Public health researchers have been mapping severe life expectancy disparities across cities for years, but nowhere is that more apparent than on a map of the subway. Upon the second meeting of its Commission to Build a Healthier America, the Robert Wood Johnson Foundation released maps of health disparities across metro maps of Washington, D.C., New Orleans, Minneapolis, Kansas City, and the San Joaquin Valley in early July. In some places, like New Orleans, a difference of just a mile could mean a difference of 20 years off an expected lifespan.
“The maps are meant to show that this is a pervasive problem,” says director of the Virginia Commonwealth University Center on Society and Health, Steve Woolf, whose research has produced a number of similar maps independently. “You can do this in any American city--and many cities have done this and found the same pattern.”
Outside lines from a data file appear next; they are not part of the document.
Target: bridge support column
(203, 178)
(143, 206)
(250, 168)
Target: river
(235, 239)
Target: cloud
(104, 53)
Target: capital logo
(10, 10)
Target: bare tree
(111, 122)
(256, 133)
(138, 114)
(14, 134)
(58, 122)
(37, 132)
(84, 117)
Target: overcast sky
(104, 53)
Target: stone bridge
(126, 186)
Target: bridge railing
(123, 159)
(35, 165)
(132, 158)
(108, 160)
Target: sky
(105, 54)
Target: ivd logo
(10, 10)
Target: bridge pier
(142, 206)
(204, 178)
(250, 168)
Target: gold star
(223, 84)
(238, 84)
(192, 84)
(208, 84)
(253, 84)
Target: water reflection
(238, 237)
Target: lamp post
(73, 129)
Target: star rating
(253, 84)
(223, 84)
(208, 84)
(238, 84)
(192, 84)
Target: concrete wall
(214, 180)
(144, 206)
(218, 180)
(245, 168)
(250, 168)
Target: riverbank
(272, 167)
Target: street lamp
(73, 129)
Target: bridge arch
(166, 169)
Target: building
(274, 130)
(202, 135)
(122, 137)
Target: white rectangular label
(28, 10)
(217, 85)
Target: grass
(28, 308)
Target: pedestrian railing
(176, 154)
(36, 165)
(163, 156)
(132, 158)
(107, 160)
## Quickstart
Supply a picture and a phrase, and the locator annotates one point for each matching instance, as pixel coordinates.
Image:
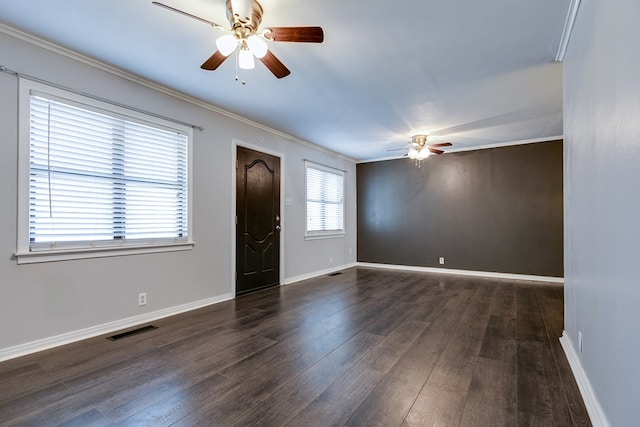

The pattern mimics much of the disparities we see across social and economic inequalities--in areas with less access to educational resources, or decreased availability of safe areas to play or work out, lifespans tend to be shorter. Poverty, the proximity of highways and air filled with diesel fumes, and food deserts are also linked to poor health. Woolf points out that the maps are meant to demonstrate that environmental factors can have a bigger impact on our health outcomes than what happens inside a doctor’s office.
“The point here is that these big differences in life expectancy aren’t going to be made up by adding a new wing to a hospital,” Woolf says. “The solution involves jobs, education, strengthening our neighborhoods, community development. These aren’t issues we normally think of as close to medicine, but they’re probably more important than what we as doctors could do.”
One of the factors the commission has chosen to focus on in 2013 is early childhood development. “Early brain development has really evolved, the impact of stress on health,” says Robert Wood Johnson senior program officer Abbey Cofsky. As a result, the commission, which will be publishing its second list of recommendations this fall, has engaged federal reserve banks in tailoring their community development strategies to help neighborhoods with the number of child care centers, for example, along with clinics, charter schools, and grocery stores.